Recently, I was privileged to attend my husband’s Australian Citizenship ceremony.
I had done the same thing many years ago; although mine at the local courthouse with only three other families. Very low key and nothing to show afterwards other than a certificate with my name on it.
On this day, there were one hundred new Australians who stood and pledged their allegiance to their new country, the majority choosing to include God, the remainder taking a second pledge without reference to God.
“From this time forward, under God, I pledge my loyalty to Australia and its people, whose democratic beliefs I share, whose rights and liberties I respect, and whose laws I will uphold and obey.”
Sitting, listening to those reading out the pledge, a great sense of belonging and respect rose up in me. When those who were there as witnesses and for support were invited to stand to reconfirm their pledge, my heart was nearly bursting, my head spinning and the blood was pounding loudly in my ears.
My husband held my hand and gave it a squeeze as we stood side by side. From now, we were both Australian Citizens.
We left the hall in silence, watching others hugging and shaking hands, our hands still entwined.

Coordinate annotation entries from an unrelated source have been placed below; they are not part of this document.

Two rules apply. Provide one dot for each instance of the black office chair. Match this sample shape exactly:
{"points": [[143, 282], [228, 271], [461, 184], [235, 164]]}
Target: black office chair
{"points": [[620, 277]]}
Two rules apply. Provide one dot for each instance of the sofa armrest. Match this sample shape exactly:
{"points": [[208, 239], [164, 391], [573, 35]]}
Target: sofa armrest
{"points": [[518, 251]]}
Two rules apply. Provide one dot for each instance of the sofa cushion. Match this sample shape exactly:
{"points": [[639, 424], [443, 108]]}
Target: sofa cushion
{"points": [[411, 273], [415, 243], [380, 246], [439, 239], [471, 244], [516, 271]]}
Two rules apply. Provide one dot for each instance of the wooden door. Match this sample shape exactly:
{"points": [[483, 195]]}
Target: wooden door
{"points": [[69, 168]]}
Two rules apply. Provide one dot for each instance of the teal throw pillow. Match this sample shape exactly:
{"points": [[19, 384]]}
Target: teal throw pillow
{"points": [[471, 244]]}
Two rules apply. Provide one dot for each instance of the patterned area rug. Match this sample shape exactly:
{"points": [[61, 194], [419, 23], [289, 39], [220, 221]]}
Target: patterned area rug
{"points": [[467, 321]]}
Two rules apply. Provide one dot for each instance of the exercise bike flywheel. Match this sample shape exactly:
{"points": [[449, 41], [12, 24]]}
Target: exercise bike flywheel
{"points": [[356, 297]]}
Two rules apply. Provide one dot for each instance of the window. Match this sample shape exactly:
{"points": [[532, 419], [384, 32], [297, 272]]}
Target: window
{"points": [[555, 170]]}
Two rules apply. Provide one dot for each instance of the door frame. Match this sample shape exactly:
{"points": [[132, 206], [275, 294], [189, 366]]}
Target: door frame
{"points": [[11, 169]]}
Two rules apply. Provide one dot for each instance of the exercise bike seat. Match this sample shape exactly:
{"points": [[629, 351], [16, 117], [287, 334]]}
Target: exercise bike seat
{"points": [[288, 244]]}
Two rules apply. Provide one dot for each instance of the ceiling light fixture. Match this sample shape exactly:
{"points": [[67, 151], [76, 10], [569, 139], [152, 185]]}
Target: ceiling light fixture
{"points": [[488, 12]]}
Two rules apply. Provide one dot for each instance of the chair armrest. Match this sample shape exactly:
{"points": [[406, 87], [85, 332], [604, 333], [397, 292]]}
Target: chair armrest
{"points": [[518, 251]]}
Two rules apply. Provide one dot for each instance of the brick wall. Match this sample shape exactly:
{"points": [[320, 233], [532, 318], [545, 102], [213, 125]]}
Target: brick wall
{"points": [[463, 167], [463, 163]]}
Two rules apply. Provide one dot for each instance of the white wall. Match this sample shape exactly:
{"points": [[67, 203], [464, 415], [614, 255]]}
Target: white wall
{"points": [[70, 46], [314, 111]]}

There was a lightness in our step as we searched for somewhere to eat. Over dinner, I asked: ‘So do you feel any different?’
You have to understand that my husband, as was I, was born in UK of Welsh parents and very ‘British’ in all manner of his life. Bound by respect and loyalty to the monarchy, all things made and sold in the UK, the English cricket team winning the Ashes and most of all the Welsh Rugby team!!
I never once suggested to him that he become Australian, but he knew that I held dual citizenship, and perhaps, for him, this was his way of showing his respect and commitment to his choice to live in this country.
His answer staggered me.
He quietly reached over and held my hand and said: ‘I now feel that I belong and that I can be part of building a better place for all those, like me, that call Australia home.’
For him, the transition was easier because his life’s experiences had been culturally similar to those in the UK. He marvelled and honoured those who would have had to change a whole mindset, adopting a culture and society that was alien in many ways.
I have pondered his words and his sentiments, and I think that he is right. Respect and pride of living and belonging go a very long way in making this world a better place.
I have experienced living in different countries first-hand – the different cultures, languages and social norms. It took me a long time to feel that I belonged, and if I’m honest I now, believe that in fact I never achieved that belonging.
Belonging only becomes real when the individual becomes involved in something; knowing the feeling of security from being included and accepted. To enjoy relating to everyday life, fitting in, conforming and subscribing to everyone and everything that you acknowledge as home and the place you are in, this is belonging.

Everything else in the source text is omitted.